- Born: Nigeria
- Citizenship: Nigerian
- Education: Central Saint Martins
- Alma mater: University of the Arts London
- Occupation: Fashion designer
- Organization: Maki Oh
- Known for: Founder of Maki Oh; contemporary African fashion design
- Notable work: Maki Oh fashion collections
- Title: Creative Director, Maki Oh

= Amaka Osakwe =

Nigerian fashion designer

Amaka Osakwe is a Nigerian fashion designer and creator of the African-based fashion label named Maki Oh. She has led her womanswear label since 2010 from Lagos, and it is a Nigerian-based label that is globally acknowledged.

== Life and career ==
Osakwe is of the Igbo tribe. She studied at the Arts University Bournemouth where she received a BA in fashion studies. In autumn/winter 2010 she launched her label. Inspired by rural Ghana’s Dipo rites-of-passage ceremony, during which girls taking part are partially naked and ornately adorned, Osakwe has played with cloaking and ornamentation using traditional African fabrics. Recently her label was discovered by the U.S. fashion scene in 2012, when she presented her designs at the New York Fashion Week. A signature of her brand is her use of a traditional Yoruba indigo-dyed textile called adire, a cultural specialty whose practice revolves around modern-day Ogun and Osun states in western Nigeria. Another is her way of combining Western silhouettes and native materials and motifs—to wit, a lace-blouse-and-pencil-skirt set appliquéd with unsettling raffia eyeballs.

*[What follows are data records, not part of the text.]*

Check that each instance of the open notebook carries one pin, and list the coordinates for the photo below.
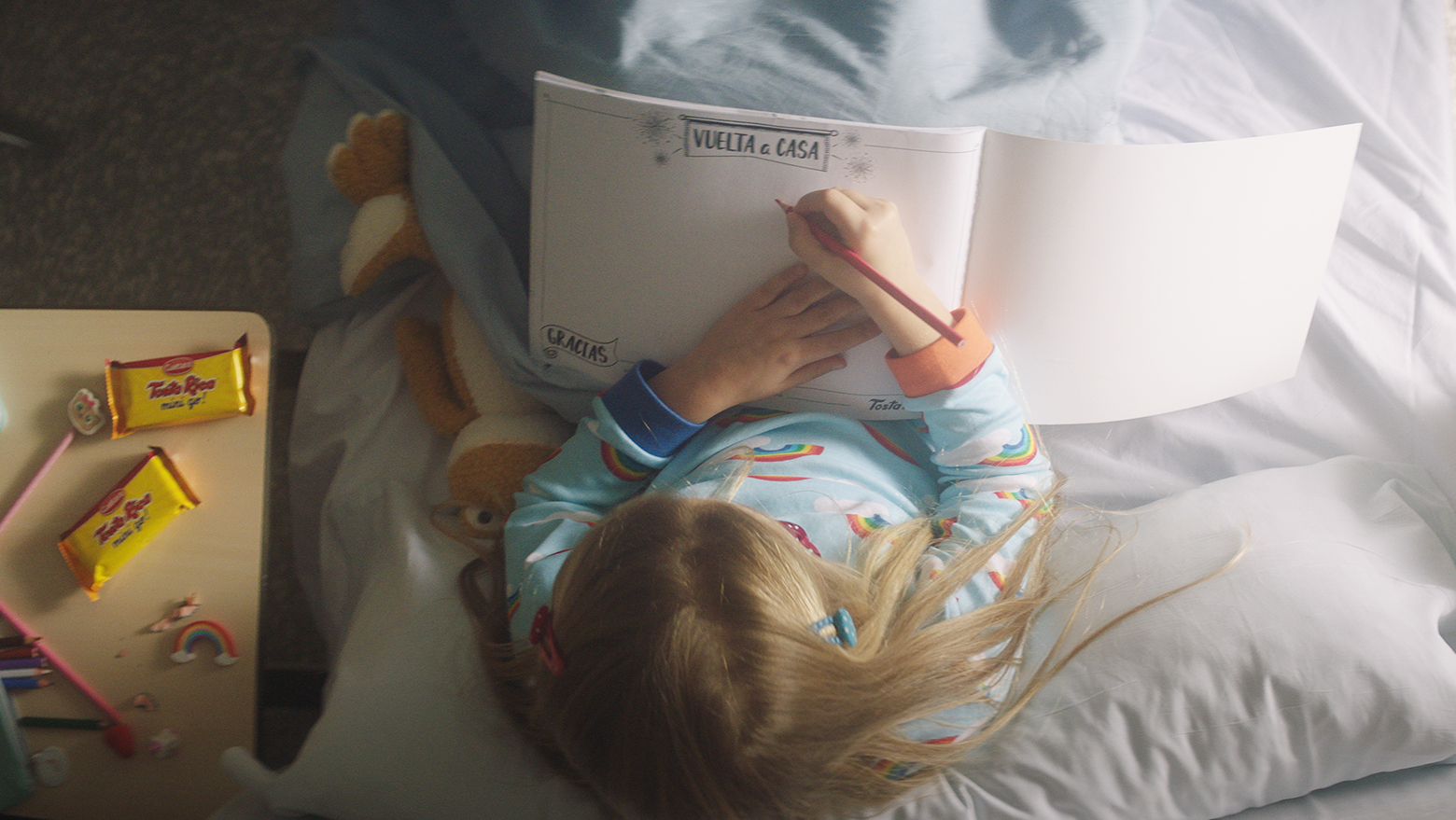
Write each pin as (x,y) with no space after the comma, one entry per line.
(1120,282)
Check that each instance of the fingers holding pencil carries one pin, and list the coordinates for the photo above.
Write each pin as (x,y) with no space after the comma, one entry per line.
(858,243)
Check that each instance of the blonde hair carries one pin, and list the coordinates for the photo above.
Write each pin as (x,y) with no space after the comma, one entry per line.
(693,685)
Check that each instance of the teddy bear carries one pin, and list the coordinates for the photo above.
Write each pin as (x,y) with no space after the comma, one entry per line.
(501,435)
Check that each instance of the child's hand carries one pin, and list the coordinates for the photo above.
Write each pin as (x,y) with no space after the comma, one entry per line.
(870,228)
(763,345)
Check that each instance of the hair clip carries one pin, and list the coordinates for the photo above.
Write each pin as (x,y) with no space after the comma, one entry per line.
(837,628)
(543,635)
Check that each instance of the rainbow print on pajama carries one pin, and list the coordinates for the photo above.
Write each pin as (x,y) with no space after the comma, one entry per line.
(622,466)
(1016,453)
(785,453)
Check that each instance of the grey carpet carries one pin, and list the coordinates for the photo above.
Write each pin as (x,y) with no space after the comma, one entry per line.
(153,182)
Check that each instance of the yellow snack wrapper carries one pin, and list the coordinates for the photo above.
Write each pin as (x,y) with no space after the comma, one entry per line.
(179,389)
(124,521)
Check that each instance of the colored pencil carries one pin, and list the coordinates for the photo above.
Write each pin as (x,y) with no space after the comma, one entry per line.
(35,479)
(18,674)
(860,264)
(64,723)
(119,736)
(25,682)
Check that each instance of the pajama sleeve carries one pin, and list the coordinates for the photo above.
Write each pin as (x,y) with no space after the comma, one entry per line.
(613,454)
(989,461)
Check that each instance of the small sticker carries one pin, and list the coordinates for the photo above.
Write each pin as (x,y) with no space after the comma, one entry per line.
(85,411)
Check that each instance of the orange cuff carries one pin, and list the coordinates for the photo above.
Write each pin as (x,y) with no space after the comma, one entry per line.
(941,365)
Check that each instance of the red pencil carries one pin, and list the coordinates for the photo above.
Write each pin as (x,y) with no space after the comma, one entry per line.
(847,254)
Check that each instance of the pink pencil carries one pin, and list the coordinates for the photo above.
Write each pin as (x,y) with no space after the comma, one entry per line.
(35,479)
(119,736)
(839,249)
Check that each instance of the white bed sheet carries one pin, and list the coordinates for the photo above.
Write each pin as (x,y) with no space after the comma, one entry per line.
(1378,378)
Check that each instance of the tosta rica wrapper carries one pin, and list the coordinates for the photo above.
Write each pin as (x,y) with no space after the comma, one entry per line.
(124,521)
(179,389)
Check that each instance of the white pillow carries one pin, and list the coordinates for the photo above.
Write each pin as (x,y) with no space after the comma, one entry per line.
(1315,660)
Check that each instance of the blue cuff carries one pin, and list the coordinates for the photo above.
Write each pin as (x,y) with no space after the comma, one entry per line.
(642,415)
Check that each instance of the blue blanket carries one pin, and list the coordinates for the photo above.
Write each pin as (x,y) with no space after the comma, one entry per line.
(463,72)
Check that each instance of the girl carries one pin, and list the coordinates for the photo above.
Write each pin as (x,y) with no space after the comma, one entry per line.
(709,610)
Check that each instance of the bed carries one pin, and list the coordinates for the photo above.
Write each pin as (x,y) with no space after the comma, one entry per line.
(1312,680)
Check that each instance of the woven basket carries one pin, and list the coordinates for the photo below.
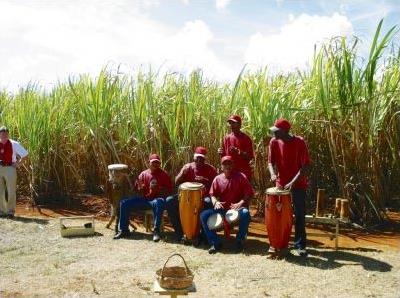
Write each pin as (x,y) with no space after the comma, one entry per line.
(175,277)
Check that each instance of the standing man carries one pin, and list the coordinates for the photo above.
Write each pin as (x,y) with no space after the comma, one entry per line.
(238,145)
(197,171)
(229,190)
(153,185)
(288,163)
(11,154)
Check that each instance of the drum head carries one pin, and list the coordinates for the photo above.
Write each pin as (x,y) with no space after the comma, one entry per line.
(191,186)
(117,166)
(232,216)
(277,191)
(215,221)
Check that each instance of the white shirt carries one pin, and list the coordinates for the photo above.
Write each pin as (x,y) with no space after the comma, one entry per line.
(18,150)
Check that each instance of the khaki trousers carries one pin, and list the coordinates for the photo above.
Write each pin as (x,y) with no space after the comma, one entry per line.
(8,179)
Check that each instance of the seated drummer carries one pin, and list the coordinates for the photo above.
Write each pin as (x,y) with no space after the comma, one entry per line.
(229,190)
(197,171)
(153,186)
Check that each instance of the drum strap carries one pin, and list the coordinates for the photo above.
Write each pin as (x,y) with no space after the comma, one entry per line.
(227,229)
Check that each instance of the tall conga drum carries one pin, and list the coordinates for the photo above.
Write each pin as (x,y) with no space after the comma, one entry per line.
(278,217)
(190,206)
(115,189)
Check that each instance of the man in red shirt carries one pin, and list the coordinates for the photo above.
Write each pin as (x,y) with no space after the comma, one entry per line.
(11,154)
(153,186)
(196,171)
(238,145)
(288,163)
(229,190)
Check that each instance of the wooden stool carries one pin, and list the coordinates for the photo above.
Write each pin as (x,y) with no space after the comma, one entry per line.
(148,220)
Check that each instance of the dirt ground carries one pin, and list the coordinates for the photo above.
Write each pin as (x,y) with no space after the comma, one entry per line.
(36,261)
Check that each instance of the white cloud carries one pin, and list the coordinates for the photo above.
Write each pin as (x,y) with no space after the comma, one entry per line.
(293,46)
(51,42)
(221,5)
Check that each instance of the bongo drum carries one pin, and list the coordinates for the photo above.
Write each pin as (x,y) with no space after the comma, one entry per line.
(278,217)
(215,222)
(190,206)
(232,217)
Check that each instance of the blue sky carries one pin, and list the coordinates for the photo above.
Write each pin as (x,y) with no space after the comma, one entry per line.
(47,41)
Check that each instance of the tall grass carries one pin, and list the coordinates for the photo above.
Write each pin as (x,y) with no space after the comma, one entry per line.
(346,109)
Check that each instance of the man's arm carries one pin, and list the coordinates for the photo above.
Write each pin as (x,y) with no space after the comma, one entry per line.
(302,172)
(180,178)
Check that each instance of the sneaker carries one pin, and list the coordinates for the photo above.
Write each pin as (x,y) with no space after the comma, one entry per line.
(302,252)
(239,247)
(214,248)
(122,234)
(156,237)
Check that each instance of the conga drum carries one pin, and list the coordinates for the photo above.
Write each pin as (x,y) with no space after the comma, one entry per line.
(278,217)
(190,206)
(232,217)
(215,222)
(115,189)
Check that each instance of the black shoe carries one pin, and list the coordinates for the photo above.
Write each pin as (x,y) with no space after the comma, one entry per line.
(156,237)
(302,252)
(239,247)
(122,234)
(214,248)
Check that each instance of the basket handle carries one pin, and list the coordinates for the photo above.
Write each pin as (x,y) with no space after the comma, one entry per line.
(186,267)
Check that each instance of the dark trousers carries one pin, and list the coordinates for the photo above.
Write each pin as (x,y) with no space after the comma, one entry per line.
(299,207)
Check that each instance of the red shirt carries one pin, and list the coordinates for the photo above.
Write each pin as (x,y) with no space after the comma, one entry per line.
(162,180)
(6,152)
(289,157)
(244,143)
(189,172)
(231,190)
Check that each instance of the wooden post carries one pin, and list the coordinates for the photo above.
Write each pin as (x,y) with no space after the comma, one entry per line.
(338,206)
(320,202)
(344,211)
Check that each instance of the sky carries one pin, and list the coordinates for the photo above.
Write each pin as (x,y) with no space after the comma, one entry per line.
(45,42)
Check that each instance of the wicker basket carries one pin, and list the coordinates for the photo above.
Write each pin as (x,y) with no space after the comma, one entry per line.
(175,277)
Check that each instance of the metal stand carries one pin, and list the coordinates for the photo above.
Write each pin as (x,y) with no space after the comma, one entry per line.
(171,292)
(325,220)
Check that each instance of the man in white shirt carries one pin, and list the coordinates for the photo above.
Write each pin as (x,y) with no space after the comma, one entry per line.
(11,154)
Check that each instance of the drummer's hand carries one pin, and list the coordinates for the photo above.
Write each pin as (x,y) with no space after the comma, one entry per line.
(273,178)
(218,205)
(200,178)
(237,206)
(288,186)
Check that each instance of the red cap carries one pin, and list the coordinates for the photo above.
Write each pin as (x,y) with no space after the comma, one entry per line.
(235,118)
(154,157)
(200,151)
(281,124)
(226,158)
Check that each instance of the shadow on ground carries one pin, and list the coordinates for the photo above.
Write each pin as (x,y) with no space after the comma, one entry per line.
(330,259)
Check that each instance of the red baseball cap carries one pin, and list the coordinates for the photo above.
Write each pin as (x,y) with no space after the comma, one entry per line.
(281,124)
(226,158)
(154,157)
(200,151)
(235,118)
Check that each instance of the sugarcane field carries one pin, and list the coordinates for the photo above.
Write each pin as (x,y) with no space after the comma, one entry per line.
(218,148)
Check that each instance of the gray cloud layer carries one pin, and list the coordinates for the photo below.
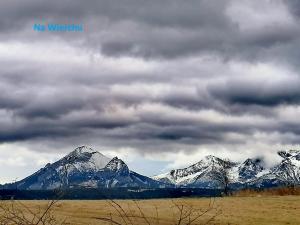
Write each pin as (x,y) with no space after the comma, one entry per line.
(152,75)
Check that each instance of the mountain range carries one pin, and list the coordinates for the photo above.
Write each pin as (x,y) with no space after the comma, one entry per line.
(87,168)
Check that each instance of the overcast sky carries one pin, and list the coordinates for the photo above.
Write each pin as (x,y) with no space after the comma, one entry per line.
(158,83)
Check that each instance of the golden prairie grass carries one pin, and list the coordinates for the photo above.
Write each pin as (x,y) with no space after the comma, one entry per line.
(280,191)
(227,210)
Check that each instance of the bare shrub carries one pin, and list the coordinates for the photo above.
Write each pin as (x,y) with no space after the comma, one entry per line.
(14,212)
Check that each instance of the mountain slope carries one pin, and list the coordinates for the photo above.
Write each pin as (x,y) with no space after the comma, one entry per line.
(87,168)
(251,172)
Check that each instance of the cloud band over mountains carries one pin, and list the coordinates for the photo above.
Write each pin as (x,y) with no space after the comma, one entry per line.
(154,76)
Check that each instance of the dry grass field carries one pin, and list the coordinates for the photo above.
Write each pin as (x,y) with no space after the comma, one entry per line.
(228,210)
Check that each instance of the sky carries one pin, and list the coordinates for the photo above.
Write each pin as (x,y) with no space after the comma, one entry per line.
(158,83)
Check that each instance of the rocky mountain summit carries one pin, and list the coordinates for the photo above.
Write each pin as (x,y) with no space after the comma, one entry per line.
(85,168)
(250,173)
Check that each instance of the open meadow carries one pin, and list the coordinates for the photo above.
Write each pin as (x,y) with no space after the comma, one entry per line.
(227,210)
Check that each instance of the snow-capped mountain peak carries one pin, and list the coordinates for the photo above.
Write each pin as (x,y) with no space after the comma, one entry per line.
(117,165)
(85,167)
(84,158)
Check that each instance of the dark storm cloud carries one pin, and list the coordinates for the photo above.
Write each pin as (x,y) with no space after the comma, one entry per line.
(163,29)
(258,93)
(179,86)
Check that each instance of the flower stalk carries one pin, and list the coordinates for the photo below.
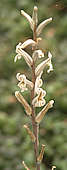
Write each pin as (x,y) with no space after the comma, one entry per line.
(35,85)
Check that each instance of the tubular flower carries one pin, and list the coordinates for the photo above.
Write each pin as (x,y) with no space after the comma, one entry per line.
(45,63)
(27,43)
(38,82)
(29,19)
(39,100)
(42,25)
(21,99)
(23,82)
(26,56)
(42,113)
(34,16)
(53,167)
(37,54)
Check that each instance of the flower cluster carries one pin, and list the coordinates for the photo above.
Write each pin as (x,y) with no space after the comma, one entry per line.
(35,86)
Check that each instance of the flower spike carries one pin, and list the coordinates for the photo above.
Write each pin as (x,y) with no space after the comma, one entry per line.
(29,19)
(21,99)
(42,113)
(42,25)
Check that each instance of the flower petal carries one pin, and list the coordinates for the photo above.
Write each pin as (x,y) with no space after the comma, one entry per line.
(34,17)
(28,42)
(42,25)
(28,18)
(41,66)
(21,99)
(26,56)
(42,113)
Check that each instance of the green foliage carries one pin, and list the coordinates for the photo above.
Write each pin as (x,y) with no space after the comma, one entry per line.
(15,144)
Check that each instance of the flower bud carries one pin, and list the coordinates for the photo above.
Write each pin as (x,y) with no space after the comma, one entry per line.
(40,157)
(42,113)
(21,99)
(30,133)
(29,19)
(42,25)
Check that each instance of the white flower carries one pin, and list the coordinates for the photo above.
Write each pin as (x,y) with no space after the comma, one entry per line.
(49,63)
(27,43)
(42,25)
(53,167)
(30,20)
(21,99)
(24,83)
(34,16)
(26,56)
(37,54)
(17,57)
(39,100)
(45,63)
(42,113)
(38,82)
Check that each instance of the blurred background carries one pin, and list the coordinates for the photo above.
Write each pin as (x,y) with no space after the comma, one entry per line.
(15,144)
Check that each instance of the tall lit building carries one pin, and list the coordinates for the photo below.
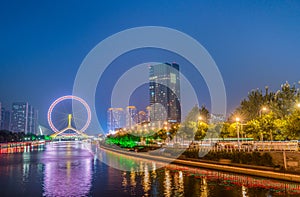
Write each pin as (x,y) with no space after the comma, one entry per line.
(164,87)
(130,116)
(23,118)
(115,118)
(142,117)
(5,119)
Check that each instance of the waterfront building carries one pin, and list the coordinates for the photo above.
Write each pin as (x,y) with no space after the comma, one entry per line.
(23,118)
(164,89)
(5,119)
(115,119)
(131,113)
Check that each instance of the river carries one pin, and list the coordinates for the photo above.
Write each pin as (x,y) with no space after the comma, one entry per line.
(73,169)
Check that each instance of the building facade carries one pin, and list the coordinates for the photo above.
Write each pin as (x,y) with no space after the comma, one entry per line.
(131,113)
(23,118)
(5,119)
(164,89)
(115,119)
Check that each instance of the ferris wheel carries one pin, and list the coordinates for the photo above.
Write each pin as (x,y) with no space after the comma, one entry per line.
(64,121)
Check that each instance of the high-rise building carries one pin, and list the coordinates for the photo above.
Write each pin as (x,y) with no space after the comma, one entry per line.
(1,115)
(130,116)
(115,118)
(164,86)
(142,117)
(23,118)
(5,119)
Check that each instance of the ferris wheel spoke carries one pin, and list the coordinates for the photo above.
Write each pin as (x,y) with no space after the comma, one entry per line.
(60,110)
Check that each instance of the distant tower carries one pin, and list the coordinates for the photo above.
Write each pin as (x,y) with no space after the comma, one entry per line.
(164,88)
(115,118)
(142,117)
(23,118)
(130,116)
(5,119)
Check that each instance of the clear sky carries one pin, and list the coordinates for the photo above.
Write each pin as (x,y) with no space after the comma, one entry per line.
(42,43)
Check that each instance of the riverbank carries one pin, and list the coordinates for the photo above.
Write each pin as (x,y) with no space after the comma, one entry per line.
(241,169)
(16,147)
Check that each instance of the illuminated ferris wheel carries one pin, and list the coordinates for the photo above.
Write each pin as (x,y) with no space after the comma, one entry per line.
(64,121)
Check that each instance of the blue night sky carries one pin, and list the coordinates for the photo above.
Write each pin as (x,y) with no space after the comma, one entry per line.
(43,43)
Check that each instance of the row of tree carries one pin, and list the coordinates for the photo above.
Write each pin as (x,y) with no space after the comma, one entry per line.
(262,116)
(8,136)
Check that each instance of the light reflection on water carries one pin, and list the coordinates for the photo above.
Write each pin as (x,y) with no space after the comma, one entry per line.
(70,169)
(68,174)
(175,180)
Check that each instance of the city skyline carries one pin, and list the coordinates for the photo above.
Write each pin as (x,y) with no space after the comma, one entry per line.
(42,48)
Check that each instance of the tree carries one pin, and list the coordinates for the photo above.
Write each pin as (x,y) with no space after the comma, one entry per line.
(284,100)
(204,113)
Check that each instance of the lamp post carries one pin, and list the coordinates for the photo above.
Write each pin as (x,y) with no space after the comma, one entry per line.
(263,109)
(237,119)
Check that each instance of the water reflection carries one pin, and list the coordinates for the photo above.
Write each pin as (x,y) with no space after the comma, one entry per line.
(175,180)
(67,170)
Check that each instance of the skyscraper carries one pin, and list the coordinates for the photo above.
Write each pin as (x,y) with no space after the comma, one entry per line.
(115,118)
(131,113)
(23,118)
(5,119)
(164,88)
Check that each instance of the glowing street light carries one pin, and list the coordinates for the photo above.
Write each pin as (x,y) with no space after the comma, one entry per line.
(263,109)
(237,119)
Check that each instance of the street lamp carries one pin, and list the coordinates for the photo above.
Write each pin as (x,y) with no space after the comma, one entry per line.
(263,109)
(237,119)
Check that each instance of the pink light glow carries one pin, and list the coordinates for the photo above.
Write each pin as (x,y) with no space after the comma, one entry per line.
(65,98)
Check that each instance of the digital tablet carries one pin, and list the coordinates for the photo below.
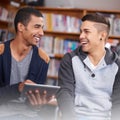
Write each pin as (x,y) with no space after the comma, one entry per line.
(50,89)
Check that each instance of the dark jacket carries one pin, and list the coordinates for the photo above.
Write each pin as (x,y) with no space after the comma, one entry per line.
(37,71)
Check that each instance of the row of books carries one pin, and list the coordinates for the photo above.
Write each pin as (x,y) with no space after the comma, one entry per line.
(56,45)
(65,23)
(6,35)
(114,24)
(62,23)
(6,15)
(53,67)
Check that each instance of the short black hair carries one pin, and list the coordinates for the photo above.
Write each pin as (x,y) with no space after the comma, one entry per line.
(23,15)
(96,17)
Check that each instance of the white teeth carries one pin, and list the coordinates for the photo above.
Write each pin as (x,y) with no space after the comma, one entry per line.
(37,38)
(83,43)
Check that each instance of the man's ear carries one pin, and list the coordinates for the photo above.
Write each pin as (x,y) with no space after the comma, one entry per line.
(20,27)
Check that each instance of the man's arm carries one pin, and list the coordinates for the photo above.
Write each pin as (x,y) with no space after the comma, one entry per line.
(66,80)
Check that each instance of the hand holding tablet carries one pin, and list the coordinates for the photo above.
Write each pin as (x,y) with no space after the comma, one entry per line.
(45,91)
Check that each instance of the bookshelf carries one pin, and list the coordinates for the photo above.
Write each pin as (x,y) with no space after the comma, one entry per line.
(73,36)
(71,18)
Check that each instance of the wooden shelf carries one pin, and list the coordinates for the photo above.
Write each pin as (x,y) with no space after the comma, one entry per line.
(74,36)
(76,12)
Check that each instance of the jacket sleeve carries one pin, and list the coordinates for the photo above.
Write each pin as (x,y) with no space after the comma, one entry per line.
(8,93)
(66,80)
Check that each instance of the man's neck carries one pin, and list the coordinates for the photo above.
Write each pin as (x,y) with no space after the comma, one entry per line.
(19,50)
(96,57)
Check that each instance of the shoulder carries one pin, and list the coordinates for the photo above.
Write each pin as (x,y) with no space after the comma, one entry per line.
(43,55)
(2,46)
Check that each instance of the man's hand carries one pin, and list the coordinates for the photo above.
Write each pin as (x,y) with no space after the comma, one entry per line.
(36,98)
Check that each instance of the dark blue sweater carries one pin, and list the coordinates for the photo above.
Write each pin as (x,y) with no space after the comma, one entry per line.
(37,72)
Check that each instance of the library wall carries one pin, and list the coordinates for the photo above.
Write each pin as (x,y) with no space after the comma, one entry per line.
(96,4)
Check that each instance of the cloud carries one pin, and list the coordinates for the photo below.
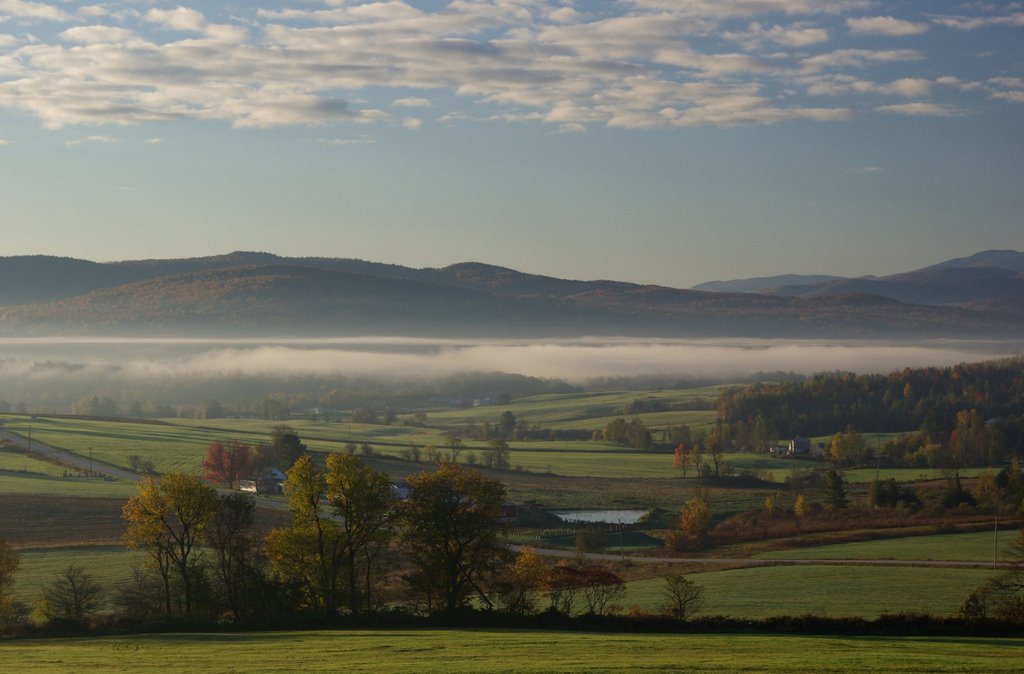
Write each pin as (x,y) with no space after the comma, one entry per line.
(411,102)
(1007,88)
(361,140)
(101,139)
(974,23)
(798,35)
(858,58)
(179,18)
(887,26)
(574,360)
(96,35)
(840,85)
(923,110)
(629,64)
(32,10)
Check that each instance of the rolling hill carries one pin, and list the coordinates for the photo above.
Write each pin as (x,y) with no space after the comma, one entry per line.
(263,294)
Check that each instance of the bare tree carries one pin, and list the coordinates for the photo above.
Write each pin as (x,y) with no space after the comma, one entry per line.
(683,597)
(74,595)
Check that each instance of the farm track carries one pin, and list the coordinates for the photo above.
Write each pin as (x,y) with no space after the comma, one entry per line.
(64,457)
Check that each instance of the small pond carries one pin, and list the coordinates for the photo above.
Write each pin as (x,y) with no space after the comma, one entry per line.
(601,516)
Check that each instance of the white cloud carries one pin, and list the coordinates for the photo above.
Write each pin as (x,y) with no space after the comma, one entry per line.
(361,140)
(923,110)
(887,26)
(1007,88)
(798,35)
(96,34)
(858,58)
(179,18)
(32,10)
(974,23)
(93,138)
(632,64)
(411,102)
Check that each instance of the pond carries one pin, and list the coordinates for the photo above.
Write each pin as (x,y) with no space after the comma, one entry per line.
(631,516)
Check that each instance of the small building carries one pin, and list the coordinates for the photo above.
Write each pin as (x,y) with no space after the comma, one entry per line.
(800,446)
(270,480)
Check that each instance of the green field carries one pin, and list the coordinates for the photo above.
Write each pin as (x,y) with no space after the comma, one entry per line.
(110,565)
(822,590)
(22,474)
(180,445)
(588,411)
(751,593)
(977,546)
(519,650)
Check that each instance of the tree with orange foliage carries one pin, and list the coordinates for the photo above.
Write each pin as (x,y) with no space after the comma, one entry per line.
(227,462)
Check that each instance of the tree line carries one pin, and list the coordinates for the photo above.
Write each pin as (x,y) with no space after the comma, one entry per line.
(351,548)
(972,411)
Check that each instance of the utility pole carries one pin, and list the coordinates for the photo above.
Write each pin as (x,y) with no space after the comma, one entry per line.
(995,543)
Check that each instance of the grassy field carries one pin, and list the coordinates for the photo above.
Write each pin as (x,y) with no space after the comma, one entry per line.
(840,591)
(23,474)
(110,565)
(519,650)
(978,546)
(588,411)
(180,445)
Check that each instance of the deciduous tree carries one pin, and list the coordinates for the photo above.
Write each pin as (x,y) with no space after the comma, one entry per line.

International stars such as singers Beyoncé and Rihanna and Hollywood actress Kerry Washington have worn outfits by the Nigerian designers. U.S. First Lady Michelle Obama, well-known for being a style icon, wore an Amaka Osakwe-designed Maki Oh blouse during summer 2013 trip to South Africa. Her designs also have been worn by the likes of Solange Knowles, Lady Gaga, Issa Rae, and Leelee Sobieski and by Nigerian TV presenter Eku Edewor and are sold internationally through Farfetch.com, and in United States at the McMullen boutique in Oakland.

Osakwe was named "Designer of the Year" by African fashion magazine ARISE. Since 2010, her work has been showcased at the Museum at the Fashion Institute of Technology, the Vitra Design Museum, and the Brighton Museum & Art Gallery.